Brooke Bessesen / Island Press / 320 pages
In March, scientists announced that no more than 22 vaquita porpoises likely remain in the world. Vaquita are being rapidly driven to extinction—entangled and drowned by gillnets illegally set in Mexico’s Gulf of California (also known as the Sea of Cortez). Without an end to gillnet fishing, the vaquita could soon be extinct.
In Vaquita: Science, Politics and Crime in the Sea of Cortez, author Brooke Bessesen elucidates the complex story of the vaquita. With more than 30 years’ experience in animal rescue and marine fieldwork, Bessesen writes with both authority and heart, bringing the reader into the center of the storm that has been the decades-long effort to save the vaquita. She thoroughly researched her subject, even embedding herself for weeks on end in the Gulf’s local communities.
The book gives voice to the fishers, scientists, and conservationists who have been grappling with the challenges associated with protecting the vaquita.
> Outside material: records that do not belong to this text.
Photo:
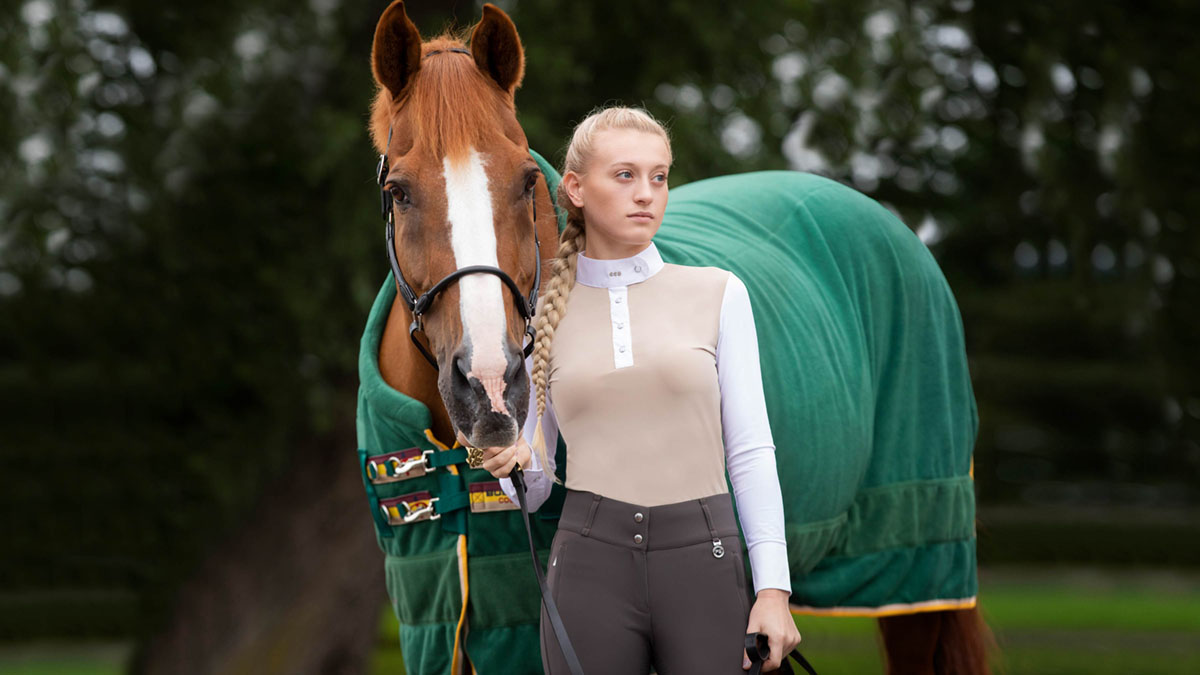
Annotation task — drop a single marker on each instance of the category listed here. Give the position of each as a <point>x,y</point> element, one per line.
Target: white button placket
<point>622,333</point>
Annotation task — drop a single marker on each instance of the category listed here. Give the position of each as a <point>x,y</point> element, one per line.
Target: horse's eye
<point>400,195</point>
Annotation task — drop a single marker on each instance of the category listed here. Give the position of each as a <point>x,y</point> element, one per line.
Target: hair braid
<point>571,240</point>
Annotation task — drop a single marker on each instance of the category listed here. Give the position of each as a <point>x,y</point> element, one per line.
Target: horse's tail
<point>937,643</point>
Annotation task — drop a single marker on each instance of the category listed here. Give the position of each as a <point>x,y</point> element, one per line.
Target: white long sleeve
<point>749,447</point>
<point>538,482</point>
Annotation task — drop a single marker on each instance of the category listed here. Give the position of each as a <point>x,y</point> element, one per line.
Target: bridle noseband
<point>420,304</point>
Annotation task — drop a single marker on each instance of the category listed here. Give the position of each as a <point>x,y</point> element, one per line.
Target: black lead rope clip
<point>759,650</point>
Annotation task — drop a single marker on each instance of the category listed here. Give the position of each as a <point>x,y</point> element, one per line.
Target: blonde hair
<point>573,240</point>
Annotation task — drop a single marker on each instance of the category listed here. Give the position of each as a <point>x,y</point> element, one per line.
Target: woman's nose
<point>643,195</point>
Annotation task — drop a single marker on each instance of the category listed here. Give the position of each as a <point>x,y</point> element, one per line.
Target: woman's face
<point>623,192</point>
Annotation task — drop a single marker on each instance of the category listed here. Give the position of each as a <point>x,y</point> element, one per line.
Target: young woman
<point>651,371</point>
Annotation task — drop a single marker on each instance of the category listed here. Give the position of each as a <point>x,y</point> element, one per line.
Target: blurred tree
<point>189,249</point>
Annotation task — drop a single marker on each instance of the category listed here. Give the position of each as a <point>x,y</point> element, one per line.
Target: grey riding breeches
<point>642,587</point>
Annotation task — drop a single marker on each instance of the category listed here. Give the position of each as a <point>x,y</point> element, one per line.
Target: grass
<point>1047,622</point>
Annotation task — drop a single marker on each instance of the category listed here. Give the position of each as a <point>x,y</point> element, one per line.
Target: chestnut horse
<point>461,179</point>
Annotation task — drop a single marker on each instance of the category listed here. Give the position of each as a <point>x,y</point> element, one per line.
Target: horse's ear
<point>497,48</point>
<point>396,53</point>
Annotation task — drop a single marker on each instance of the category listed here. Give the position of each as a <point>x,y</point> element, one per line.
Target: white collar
<point>621,272</point>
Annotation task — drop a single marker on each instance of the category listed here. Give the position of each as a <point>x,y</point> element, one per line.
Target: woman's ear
<point>574,189</point>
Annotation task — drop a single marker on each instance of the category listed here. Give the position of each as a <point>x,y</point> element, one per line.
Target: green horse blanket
<point>870,407</point>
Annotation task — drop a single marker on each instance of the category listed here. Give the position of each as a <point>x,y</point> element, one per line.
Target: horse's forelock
<point>450,105</point>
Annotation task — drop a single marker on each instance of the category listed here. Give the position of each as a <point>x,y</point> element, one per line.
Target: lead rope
<point>556,621</point>
<point>760,651</point>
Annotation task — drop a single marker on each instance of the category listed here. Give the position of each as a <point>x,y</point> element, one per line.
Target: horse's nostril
<point>461,366</point>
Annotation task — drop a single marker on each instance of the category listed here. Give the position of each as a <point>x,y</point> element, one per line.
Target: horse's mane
<point>443,101</point>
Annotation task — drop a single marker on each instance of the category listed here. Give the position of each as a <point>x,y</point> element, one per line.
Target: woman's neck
<point>606,251</point>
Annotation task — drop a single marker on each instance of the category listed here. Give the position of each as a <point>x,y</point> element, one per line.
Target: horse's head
<point>462,185</point>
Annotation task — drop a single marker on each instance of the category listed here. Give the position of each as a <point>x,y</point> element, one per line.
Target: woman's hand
<point>771,616</point>
<point>499,461</point>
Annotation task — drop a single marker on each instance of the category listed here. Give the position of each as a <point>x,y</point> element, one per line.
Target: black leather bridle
<point>419,305</point>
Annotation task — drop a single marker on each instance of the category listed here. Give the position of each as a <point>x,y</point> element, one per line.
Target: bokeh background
<point>190,243</point>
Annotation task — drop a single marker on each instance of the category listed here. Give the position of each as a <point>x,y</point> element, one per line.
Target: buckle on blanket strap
<point>420,506</point>
<point>412,463</point>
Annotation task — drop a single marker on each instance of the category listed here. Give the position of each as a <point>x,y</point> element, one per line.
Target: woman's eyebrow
<point>627,163</point>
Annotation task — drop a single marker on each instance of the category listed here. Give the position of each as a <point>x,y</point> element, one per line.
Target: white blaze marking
<point>481,299</point>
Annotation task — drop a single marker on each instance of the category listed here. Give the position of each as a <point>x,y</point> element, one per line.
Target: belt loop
<point>708,518</point>
<point>718,548</point>
<point>592,514</point>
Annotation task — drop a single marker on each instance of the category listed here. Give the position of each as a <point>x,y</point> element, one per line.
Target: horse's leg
<point>936,643</point>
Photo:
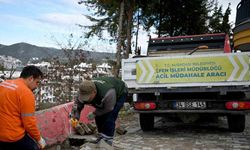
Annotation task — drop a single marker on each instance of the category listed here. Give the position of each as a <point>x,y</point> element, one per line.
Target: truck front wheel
<point>236,123</point>
<point>146,122</point>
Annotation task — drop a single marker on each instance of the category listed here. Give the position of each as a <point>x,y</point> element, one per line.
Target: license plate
<point>190,105</point>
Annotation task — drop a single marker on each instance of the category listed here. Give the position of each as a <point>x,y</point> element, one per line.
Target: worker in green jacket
<point>107,95</point>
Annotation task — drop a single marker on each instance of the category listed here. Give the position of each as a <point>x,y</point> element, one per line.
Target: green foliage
<point>219,21</point>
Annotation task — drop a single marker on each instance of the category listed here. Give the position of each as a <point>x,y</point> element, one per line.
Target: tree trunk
<point>119,42</point>
<point>129,27</point>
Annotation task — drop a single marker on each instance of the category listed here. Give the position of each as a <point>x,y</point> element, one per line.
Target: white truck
<point>189,77</point>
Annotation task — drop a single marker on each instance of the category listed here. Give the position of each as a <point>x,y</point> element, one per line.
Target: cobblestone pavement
<point>179,136</point>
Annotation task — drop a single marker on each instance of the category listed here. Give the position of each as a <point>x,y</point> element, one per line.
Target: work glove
<point>91,116</point>
<point>41,143</point>
<point>74,122</point>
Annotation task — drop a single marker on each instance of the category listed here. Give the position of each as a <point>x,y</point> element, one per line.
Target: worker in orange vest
<point>18,126</point>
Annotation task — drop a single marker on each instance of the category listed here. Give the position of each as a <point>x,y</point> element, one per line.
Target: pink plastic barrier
<point>54,122</point>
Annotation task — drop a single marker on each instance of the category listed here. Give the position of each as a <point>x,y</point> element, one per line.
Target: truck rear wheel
<point>236,123</point>
<point>146,122</point>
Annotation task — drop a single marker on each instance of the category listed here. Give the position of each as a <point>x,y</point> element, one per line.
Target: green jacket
<point>109,90</point>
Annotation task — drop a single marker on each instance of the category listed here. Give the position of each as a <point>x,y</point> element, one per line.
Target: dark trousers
<point>26,143</point>
<point>106,123</point>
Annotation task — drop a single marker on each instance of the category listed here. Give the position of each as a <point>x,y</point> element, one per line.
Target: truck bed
<point>229,71</point>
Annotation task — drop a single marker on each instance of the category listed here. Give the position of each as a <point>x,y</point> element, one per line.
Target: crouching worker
<point>18,126</point>
<point>107,95</point>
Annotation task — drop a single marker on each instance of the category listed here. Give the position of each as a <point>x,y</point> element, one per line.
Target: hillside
<point>25,51</point>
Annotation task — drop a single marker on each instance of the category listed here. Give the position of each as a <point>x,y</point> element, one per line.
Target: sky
<point>46,22</point>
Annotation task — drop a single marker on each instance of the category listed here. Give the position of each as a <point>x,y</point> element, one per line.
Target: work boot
<point>104,145</point>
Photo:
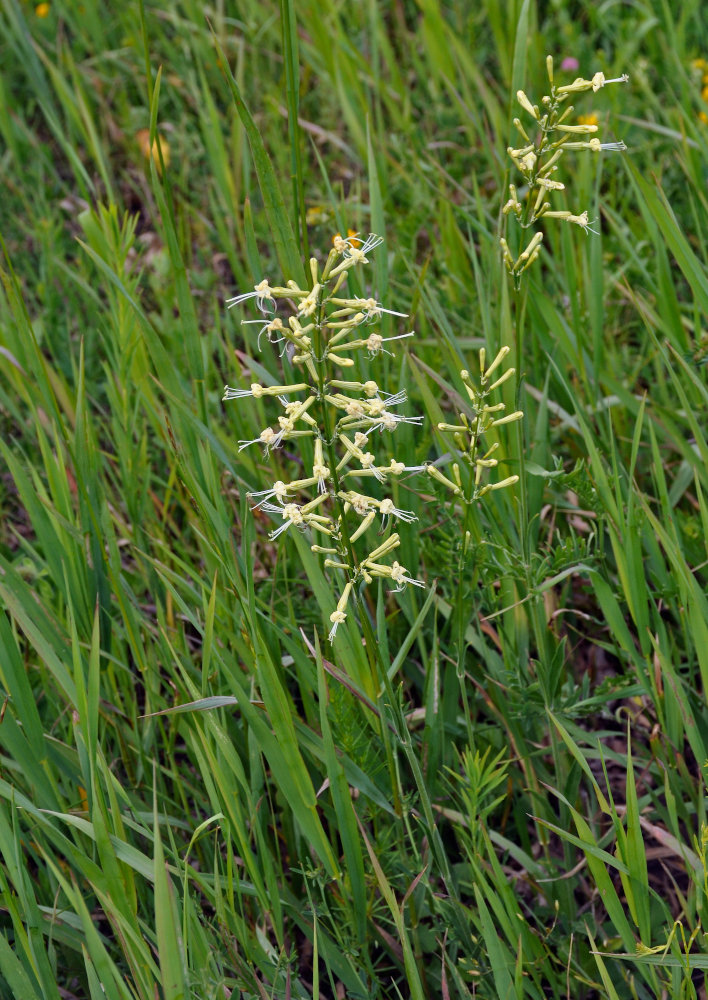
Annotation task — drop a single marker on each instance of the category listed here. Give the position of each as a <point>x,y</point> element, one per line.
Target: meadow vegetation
<point>501,792</point>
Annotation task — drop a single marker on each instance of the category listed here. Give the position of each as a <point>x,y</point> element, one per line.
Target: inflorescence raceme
<point>537,160</point>
<point>346,493</point>
<point>340,418</point>
<point>468,434</point>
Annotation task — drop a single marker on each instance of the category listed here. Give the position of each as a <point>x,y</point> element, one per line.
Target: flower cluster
<point>468,433</point>
<point>336,419</point>
<point>538,157</point>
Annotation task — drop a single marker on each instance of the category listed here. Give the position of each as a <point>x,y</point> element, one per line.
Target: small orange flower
<point>142,137</point>
<point>351,236</point>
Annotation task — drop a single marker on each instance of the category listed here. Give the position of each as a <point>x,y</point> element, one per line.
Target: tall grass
<point>198,796</point>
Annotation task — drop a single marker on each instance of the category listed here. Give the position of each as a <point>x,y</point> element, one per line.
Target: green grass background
<point>521,812</point>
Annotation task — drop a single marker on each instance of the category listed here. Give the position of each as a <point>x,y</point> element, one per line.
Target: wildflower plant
<point>342,418</point>
<point>538,160</point>
<point>468,435</point>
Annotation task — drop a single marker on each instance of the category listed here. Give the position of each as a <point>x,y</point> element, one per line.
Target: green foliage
<point>198,798</point>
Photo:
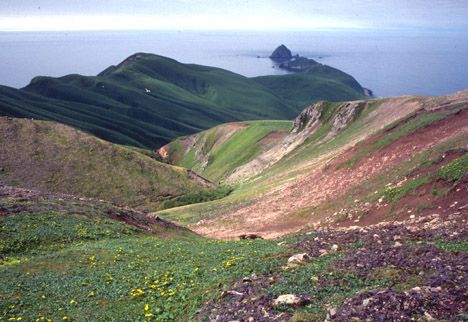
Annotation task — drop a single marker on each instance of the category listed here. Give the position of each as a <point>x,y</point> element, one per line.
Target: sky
<point>41,15</point>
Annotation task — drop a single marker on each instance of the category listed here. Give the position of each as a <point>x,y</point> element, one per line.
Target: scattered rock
<point>250,236</point>
<point>231,292</point>
<point>299,258</point>
<point>292,300</point>
<point>281,53</point>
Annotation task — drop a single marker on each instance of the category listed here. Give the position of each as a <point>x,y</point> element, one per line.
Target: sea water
<point>388,62</point>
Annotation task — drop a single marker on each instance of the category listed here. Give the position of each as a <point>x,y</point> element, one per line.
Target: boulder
<point>281,53</point>
<point>298,258</point>
<point>291,299</point>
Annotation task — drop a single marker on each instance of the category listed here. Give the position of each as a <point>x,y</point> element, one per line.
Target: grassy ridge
<point>56,158</point>
<point>149,100</point>
<point>320,82</point>
<point>218,151</point>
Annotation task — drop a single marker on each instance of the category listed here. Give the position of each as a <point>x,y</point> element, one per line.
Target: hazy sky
<point>232,14</point>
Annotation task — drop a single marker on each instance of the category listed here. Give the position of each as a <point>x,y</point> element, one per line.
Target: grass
<point>403,127</point>
<point>224,152</point>
<point>64,267</point>
<point>319,83</point>
<point>461,246</point>
<point>198,197</point>
<point>394,194</point>
<point>455,170</point>
<point>68,161</point>
<point>149,100</point>
<point>115,280</point>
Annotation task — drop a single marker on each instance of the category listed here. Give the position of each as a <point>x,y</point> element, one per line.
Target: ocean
<point>388,62</point>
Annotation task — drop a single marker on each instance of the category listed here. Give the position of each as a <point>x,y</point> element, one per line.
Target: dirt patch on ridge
<point>266,216</point>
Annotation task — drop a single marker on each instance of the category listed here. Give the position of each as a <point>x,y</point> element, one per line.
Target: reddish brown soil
<point>272,138</point>
<point>33,201</point>
<point>269,215</point>
<point>424,282</point>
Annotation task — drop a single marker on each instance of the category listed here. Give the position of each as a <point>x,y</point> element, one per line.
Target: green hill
<point>56,158</point>
<point>216,152</point>
<point>148,100</point>
<point>318,82</point>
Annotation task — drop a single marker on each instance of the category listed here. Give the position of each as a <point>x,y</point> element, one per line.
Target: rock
<point>299,258</point>
<point>429,317</point>
<point>366,302</point>
<point>291,299</point>
<point>281,53</point>
<point>331,313</point>
<point>250,236</point>
<point>235,293</point>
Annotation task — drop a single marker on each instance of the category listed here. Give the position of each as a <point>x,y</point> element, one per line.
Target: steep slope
<point>218,151</point>
<point>318,82</point>
<point>56,158</point>
<point>148,100</point>
<point>355,160</point>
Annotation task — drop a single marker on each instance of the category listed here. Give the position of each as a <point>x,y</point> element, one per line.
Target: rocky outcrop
<point>305,125</point>
<point>347,112</point>
<point>281,53</point>
<point>308,117</point>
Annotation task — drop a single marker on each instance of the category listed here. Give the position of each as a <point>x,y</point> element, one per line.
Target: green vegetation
<point>113,272</point>
<point>400,128</point>
<point>201,196</point>
<point>149,100</point>
<point>320,82</point>
<point>56,158</point>
<point>394,194</point>
<point>220,150</point>
<point>455,170</point>
<point>461,246</point>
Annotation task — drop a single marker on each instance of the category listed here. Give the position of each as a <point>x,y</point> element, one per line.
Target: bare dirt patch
<point>269,215</point>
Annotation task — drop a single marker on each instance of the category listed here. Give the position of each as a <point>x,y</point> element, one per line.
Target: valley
<point>123,197</point>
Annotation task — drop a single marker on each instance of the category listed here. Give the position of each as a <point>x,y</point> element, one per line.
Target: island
<point>284,59</point>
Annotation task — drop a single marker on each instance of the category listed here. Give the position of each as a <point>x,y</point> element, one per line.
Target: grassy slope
<point>57,158</point>
<point>182,99</point>
<point>70,268</point>
<point>315,152</point>
<point>67,259</point>
<point>320,82</point>
<point>226,154</point>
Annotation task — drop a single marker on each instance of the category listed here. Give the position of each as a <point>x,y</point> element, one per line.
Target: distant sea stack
<point>281,53</point>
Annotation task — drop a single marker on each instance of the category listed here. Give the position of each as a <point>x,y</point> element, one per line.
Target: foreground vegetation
<point>59,266</point>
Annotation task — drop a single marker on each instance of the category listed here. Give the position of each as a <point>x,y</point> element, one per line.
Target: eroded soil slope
<point>357,182</point>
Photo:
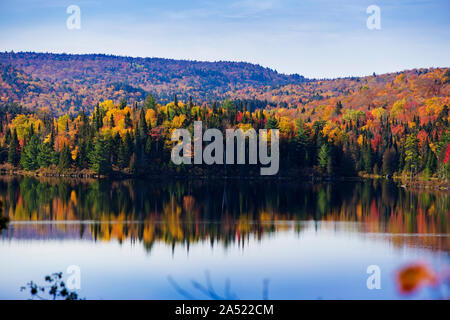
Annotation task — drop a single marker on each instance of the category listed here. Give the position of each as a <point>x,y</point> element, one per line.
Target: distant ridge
<point>74,74</point>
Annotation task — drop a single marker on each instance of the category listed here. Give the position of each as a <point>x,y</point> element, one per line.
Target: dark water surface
<point>195,239</point>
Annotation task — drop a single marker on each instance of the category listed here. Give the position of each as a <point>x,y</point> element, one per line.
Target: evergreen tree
<point>271,123</point>
<point>99,156</point>
<point>65,158</point>
<point>389,161</point>
<point>14,149</point>
<point>150,102</point>
<point>324,156</point>
<point>45,155</point>
<point>411,153</point>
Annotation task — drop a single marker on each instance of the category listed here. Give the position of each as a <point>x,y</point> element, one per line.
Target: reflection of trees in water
<point>190,211</point>
<point>3,220</point>
<point>208,290</point>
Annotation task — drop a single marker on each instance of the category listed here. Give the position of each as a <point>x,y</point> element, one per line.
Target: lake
<point>274,239</point>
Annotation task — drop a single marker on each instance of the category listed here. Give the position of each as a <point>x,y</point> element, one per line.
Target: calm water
<point>245,240</point>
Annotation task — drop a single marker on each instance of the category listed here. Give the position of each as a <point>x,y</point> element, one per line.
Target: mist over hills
<point>68,83</point>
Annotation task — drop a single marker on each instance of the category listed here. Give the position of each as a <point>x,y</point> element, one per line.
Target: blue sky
<point>315,38</point>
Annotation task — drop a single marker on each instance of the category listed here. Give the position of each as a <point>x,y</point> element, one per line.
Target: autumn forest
<point>107,115</point>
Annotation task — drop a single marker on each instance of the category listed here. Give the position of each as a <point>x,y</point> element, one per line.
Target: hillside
<point>66,82</point>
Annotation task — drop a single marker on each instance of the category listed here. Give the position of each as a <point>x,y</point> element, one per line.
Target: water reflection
<point>225,212</point>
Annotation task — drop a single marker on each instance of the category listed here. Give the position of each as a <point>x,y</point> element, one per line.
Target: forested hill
<point>66,82</point>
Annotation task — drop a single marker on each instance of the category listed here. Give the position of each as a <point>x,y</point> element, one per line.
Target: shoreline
<point>403,181</point>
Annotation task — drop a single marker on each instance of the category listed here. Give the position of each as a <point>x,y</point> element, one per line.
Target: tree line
<point>135,139</point>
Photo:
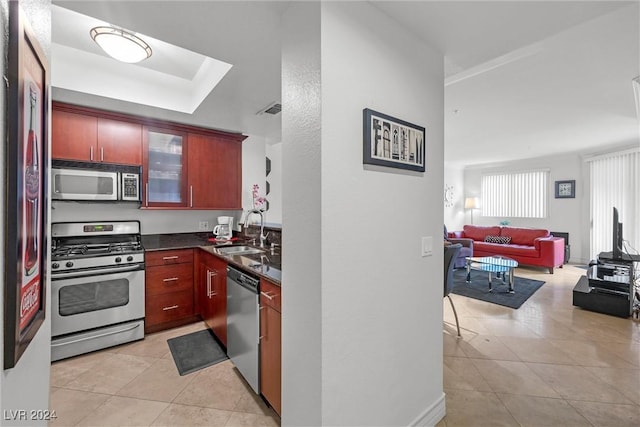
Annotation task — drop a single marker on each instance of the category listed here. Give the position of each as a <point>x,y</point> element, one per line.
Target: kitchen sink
<point>239,250</point>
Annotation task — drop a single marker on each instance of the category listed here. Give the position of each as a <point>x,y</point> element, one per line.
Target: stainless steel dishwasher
<point>243,325</point>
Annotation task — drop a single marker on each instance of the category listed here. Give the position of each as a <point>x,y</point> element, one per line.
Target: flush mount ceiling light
<point>121,44</point>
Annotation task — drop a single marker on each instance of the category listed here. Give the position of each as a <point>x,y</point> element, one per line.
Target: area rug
<point>479,288</point>
<point>195,351</point>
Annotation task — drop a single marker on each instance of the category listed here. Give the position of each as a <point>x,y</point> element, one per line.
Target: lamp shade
<point>120,44</point>
<point>472,203</point>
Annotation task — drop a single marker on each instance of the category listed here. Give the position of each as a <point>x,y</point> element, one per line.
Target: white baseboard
<point>431,415</point>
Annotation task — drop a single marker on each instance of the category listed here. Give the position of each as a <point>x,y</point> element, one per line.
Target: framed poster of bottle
<point>26,166</point>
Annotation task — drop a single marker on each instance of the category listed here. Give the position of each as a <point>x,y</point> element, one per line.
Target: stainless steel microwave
<point>84,181</point>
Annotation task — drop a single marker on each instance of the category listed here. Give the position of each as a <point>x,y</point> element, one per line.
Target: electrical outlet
<point>427,246</point>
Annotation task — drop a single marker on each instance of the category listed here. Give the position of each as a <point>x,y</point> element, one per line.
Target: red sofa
<point>528,246</point>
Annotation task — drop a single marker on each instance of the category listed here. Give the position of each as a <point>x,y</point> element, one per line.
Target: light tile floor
<point>137,384</point>
<point>546,364</point>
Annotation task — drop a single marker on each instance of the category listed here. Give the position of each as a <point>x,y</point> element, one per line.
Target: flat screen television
<point>618,254</point>
<point>617,236</point>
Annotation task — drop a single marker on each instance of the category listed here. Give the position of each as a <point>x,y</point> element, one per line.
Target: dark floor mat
<point>195,351</point>
<point>479,288</point>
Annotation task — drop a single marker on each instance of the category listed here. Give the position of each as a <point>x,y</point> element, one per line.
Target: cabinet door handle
<point>210,275</point>
<point>266,295</point>
<point>208,283</point>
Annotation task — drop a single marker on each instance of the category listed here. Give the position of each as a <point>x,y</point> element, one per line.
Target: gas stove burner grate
<point>70,251</point>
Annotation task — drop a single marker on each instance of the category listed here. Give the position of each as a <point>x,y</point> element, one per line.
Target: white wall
<point>376,301</point>
<point>274,214</point>
<point>26,386</point>
<point>565,215</point>
<point>454,216</point>
<point>301,212</point>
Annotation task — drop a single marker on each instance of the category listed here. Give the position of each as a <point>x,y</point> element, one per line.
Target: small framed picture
<point>566,189</point>
<point>393,142</point>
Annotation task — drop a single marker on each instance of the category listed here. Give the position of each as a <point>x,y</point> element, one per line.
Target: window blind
<point>614,182</point>
<point>515,194</point>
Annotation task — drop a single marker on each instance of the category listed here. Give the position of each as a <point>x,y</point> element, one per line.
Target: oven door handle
<point>130,328</point>
<point>100,271</point>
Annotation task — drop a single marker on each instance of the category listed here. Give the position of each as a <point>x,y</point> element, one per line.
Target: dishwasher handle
<point>238,277</point>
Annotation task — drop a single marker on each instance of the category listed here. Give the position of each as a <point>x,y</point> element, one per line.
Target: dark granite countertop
<point>160,242</point>
<point>267,264</point>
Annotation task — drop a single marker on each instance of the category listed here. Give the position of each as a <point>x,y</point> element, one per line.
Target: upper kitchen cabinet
<point>73,136</point>
<point>119,142</point>
<point>80,133</point>
<point>214,172</point>
<point>165,168</point>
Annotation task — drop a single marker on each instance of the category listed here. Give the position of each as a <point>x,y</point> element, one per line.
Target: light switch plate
<point>427,246</point>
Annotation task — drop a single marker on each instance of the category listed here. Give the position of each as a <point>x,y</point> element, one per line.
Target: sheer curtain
<point>615,182</point>
<point>515,194</point>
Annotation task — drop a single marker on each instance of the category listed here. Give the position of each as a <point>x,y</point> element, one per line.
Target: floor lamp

Bessesen describes the frustrating, ineffective reactions of successive Mexican governments to the porpoise’s plight, especially the failure to completely and effectively ban gillnet fishing gear.
Vaquita is fast-paced, at times reading like a crime thriller—complete with villainous drug cartels, wildlife traffickers, and government corruption. The book is an important cautionary tale. As Bessesen notes, we need to learn from the vaquita before yet another marine mammal species faces the same fate.